Met betrekking tot de gezagsverhouding overweegt de Raad dat hiervan blijkens zijn vaste jurisprudentie sprake is indien door de werkgever aanwijzingen en instructies kunnen worden gegeven en deze door de pretense werknemer moeten worden opgevolgd. In de onderhavige situatie is uit de gedingstukken en het verhandelde ter zitting het volgende naar voren gekomen. Betrokkenen exploiteren een internationaal goederentransportbedrijf. Zij zijn in het bezit van eigen vrachtauto’s en hebben geen chauffeurs in vaste loondienst. Behoudens de vennoot [vennoot 2], zijn de overige vennoten allemaal internationaal vrachtwagenchauffeur en brengen als zodanig hun chauffeurswerkzaamheden in de vennootschap. De vennootschappen worden voor gezamenlijke rekening geëxploiteerd. De opbrengsten zijn ten behoeve van de vennootschap, de kosten zijn ten laste van de vennootschap. Slechts een klein deel van de opbrengst en de kosten worden aan de individuele vennoot toegerekend teneinde voldoende prikkel te laten bestaan om extra omzet te genereren en om kosten, met name brandstofverbruik, te minimaliseren. Elke vennoot rijdt op een eigen vrachtwagen, welk gezamenlijk eigendom is van de vennootschap. De chauffeurs worden niet aangestuurd via een planner. Zij hebben zelf, zonder tussenkomst van betrokkenen en/ of [vennoot 2], contact met de opdrachtgever(s) en bepalen zelf in overleg met hun opdrachtgever de rijtijden en of zij al dan niet een opdracht accepteren. In tegenstelling tot hetgeen appellant heeft aangevoerd staat de vervoersvergunning krachtens de Wet goederenvervoer over de weg (hierna:Wgw) op naam van de vennootschap en niet op naam van [vennoot 2] persoonlijk. De chauffeurs rijden op ingevolge artikel 10 van deze wet afgegeven vergunningbewijzen.
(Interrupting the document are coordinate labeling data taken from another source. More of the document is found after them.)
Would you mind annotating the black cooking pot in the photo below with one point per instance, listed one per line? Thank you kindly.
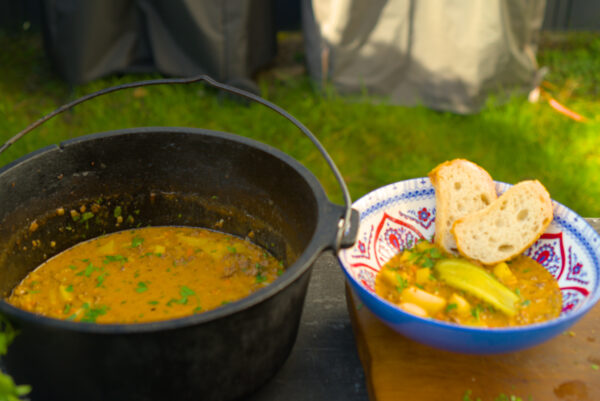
(162, 176)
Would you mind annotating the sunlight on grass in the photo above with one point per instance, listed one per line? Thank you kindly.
(373, 143)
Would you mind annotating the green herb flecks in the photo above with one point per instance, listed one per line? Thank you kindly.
(402, 283)
(86, 216)
(260, 277)
(185, 293)
(426, 257)
(100, 279)
(90, 314)
(136, 242)
(141, 287)
(114, 258)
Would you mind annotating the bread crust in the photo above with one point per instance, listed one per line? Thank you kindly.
(507, 227)
(461, 187)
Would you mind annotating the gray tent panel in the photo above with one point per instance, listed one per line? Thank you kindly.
(228, 39)
(445, 54)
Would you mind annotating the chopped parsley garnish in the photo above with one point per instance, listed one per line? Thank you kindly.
(402, 283)
(100, 279)
(91, 314)
(185, 293)
(114, 258)
(136, 241)
(142, 287)
(86, 216)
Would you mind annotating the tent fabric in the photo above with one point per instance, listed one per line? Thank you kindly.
(444, 54)
(228, 39)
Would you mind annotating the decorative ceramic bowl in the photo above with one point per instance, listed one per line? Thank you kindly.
(398, 214)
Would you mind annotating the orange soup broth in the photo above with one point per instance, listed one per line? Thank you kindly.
(540, 298)
(146, 274)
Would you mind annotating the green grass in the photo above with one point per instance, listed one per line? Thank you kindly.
(372, 143)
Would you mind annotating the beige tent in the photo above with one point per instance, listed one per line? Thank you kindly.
(445, 54)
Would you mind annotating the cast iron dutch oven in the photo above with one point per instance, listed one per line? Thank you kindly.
(163, 176)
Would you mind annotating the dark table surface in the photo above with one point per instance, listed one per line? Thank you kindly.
(324, 363)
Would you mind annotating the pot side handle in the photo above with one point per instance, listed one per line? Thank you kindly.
(333, 223)
(343, 224)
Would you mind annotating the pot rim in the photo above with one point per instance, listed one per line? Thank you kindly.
(328, 214)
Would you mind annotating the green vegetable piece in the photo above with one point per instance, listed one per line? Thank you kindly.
(476, 281)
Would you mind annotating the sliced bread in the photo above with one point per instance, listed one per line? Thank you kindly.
(461, 187)
(508, 226)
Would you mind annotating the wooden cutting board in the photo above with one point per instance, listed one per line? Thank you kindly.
(396, 368)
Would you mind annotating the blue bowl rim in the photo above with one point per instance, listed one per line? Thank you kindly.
(561, 320)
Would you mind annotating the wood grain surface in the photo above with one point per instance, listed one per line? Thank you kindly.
(565, 368)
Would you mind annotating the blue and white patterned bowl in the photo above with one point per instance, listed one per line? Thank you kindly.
(397, 214)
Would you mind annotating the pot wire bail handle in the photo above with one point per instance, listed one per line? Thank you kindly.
(343, 224)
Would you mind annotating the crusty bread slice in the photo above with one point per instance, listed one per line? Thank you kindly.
(461, 187)
(508, 226)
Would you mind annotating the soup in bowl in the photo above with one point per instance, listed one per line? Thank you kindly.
(396, 217)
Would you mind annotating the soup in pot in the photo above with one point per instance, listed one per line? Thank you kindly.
(146, 274)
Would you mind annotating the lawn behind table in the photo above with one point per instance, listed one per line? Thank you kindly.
(373, 143)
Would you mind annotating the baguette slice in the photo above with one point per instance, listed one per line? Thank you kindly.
(508, 226)
(461, 187)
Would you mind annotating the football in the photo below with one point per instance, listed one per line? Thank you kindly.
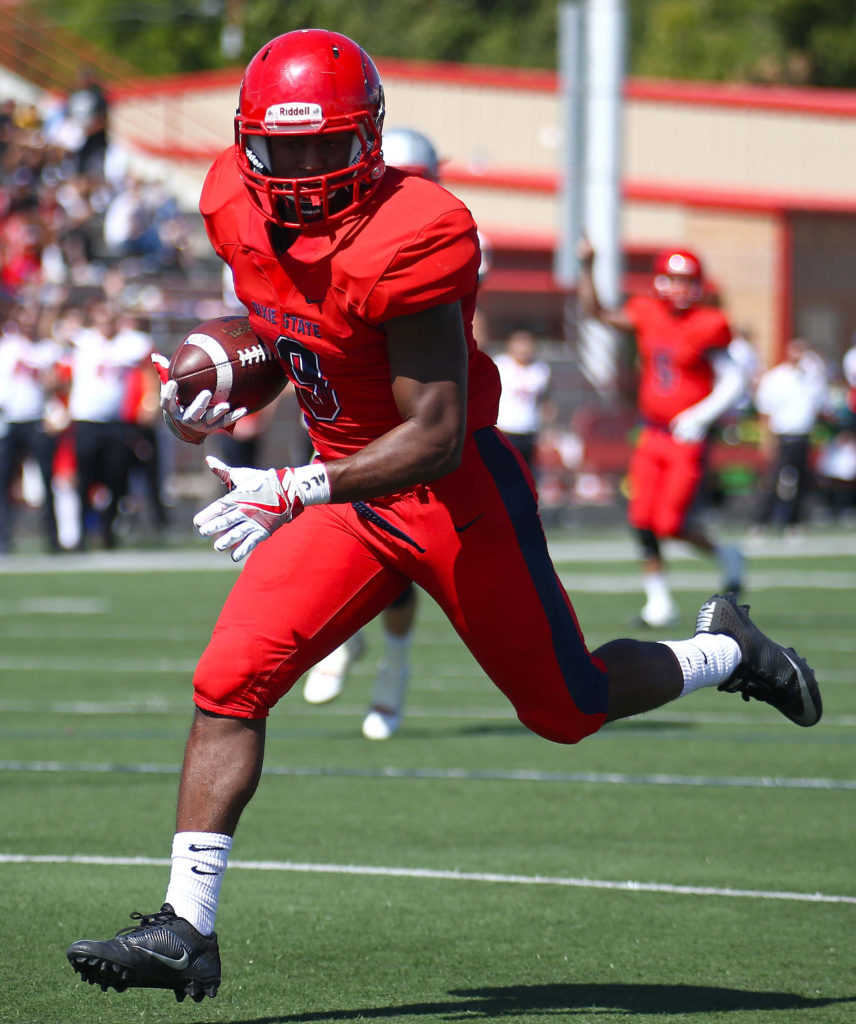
(222, 355)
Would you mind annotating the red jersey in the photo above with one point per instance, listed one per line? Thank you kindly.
(673, 346)
(322, 304)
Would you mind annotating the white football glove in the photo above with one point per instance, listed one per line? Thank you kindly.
(689, 427)
(197, 421)
(259, 502)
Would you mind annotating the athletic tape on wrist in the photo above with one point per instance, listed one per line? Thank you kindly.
(312, 483)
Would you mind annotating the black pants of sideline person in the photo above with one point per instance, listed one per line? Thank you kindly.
(786, 483)
(23, 440)
(102, 457)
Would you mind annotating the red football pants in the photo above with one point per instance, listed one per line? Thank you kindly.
(665, 475)
(472, 541)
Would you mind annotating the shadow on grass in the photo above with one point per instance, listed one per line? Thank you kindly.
(516, 1000)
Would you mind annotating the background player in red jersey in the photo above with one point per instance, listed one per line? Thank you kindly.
(686, 381)
(364, 279)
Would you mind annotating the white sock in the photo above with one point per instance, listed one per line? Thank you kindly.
(707, 659)
(656, 589)
(199, 860)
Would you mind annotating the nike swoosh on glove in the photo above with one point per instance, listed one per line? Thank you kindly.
(197, 421)
(259, 502)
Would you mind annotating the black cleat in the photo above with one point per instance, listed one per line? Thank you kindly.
(768, 672)
(162, 951)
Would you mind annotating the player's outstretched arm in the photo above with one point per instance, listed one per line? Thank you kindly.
(428, 370)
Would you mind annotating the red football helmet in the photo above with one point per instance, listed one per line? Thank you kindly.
(679, 279)
(309, 83)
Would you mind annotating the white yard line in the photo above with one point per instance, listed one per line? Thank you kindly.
(441, 876)
(456, 774)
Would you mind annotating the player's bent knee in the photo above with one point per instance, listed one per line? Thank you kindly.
(227, 680)
(564, 730)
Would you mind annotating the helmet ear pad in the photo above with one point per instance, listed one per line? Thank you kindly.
(258, 153)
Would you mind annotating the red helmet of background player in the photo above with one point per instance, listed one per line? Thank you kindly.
(679, 279)
(310, 82)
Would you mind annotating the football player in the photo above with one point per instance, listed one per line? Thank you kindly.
(364, 279)
(409, 151)
(687, 380)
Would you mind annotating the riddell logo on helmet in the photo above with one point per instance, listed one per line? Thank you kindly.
(293, 114)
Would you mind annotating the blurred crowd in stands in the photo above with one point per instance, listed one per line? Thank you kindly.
(86, 251)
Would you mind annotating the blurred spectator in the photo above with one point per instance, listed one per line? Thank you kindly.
(849, 368)
(525, 382)
(837, 475)
(789, 399)
(141, 413)
(101, 361)
(86, 121)
(28, 381)
(742, 351)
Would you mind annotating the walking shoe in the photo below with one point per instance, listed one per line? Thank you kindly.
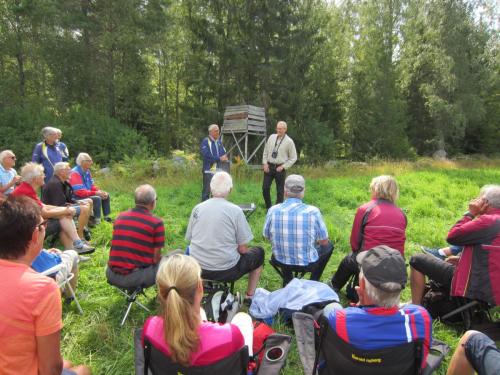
(82, 248)
(433, 252)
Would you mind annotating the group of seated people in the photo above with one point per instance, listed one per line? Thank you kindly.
(219, 236)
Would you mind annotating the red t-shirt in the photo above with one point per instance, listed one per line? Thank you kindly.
(26, 189)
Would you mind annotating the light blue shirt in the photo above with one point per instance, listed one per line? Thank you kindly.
(6, 176)
(293, 228)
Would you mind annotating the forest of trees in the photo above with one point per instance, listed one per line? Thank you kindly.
(354, 79)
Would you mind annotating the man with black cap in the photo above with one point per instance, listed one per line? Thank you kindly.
(297, 231)
(378, 322)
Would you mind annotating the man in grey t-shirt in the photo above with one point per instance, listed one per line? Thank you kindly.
(218, 233)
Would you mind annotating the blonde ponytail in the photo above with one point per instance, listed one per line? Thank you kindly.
(177, 279)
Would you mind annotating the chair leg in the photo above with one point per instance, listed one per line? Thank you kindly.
(73, 294)
(126, 313)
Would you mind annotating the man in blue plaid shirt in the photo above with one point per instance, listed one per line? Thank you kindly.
(297, 232)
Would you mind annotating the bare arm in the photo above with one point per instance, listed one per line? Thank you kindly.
(54, 212)
(50, 361)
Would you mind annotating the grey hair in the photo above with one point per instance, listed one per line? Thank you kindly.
(81, 156)
(385, 187)
(30, 171)
(58, 167)
(212, 127)
(4, 154)
(492, 194)
(145, 195)
(48, 130)
(221, 184)
(380, 297)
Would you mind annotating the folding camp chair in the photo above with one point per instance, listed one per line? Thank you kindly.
(131, 295)
(65, 283)
(151, 361)
(334, 356)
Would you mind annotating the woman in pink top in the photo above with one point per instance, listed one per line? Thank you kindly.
(179, 333)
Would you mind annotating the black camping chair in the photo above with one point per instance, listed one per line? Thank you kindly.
(336, 357)
(288, 272)
(157, 363)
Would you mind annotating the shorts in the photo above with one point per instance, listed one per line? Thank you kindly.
(435, 269)
(483, 355)
(247, 263)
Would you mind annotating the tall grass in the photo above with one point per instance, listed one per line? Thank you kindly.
(433, 196)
De Raad stelt vast dat op grond van bovenstaande feiten en omstandigheden van afhankelijkheid van de chauffeurs ten opzichte van betrokkenen en in het bijzonder van [vennoot 2] in bedoelde zin niet kan worden gesproken. De Raad heeft met name geen concrete aanknopingspunten kunnen vinden voor het oordeel dat de chauffeurs bij het uitvoeren van hun werkzaamheden organisatorische dan wel werkinhoudelijke aanwijzingen dienden op te volgen van [vennoot 2]. De Raad voegt daaraan toe dat het gegeven dat [vennoot 2] als enige vennoot zonder enige beperking bevoegd was voor de vennootschap te handelen dan wel de vennootschap te beëindigen een uitvloeisel is van de voorwaarden welke zijn gesteld in artikel 8 Wgw voor het verkrijgen van een vervoersvergunning. Ingevolge dit artikel wordt een vergunning immers slechts verleend indien wordt voldaan aan de eisen van (….) vakbekwaamheid door degene die permanent en daadwerkelijk leiding geeft aan het beroepsvervoer of, indien deze leiding bij meer personen berust, door ieder van hen. De huidige situatie bij betrokkenen bestaat hier in dat de vennootschap een dagelijks bestuur kent bestaande uit 3 vennoten, waaronder steeds [vennoot 2] als niet rijdende vennoot en waarbij de overige twee dagelijkse bestuursfuncties afwisselend door de andere vennoten worden vervuld. Dat indirect gezag uitgeoefend zou worden over de chauffeurs middels de vennootschap [vennootschap] kan de Raad eveneens niet volgen. Naar aanleiding van hetgeen dienaangaande ter zitting naar voren is gebracht is de functie van [vennootschap 3] niet meer dan dat van een administratiekantoor dat ten behoeve van de vennootschappen allerlei werkzaamheden uitvoert ter zake van onderhandelingen over brandstofprijzen, verzekeringen, aanschaf van vrachtwagens en administratieve afwikkelingen met betrekking tot de vervoerde vrachten. Hiertoe zijn contracten gesloten met [vennootschap 3], welke ook weer opgezegd kunnen worden. Van gezag door middel van [vennootschap 3] kan derhalve geen sprake zijn.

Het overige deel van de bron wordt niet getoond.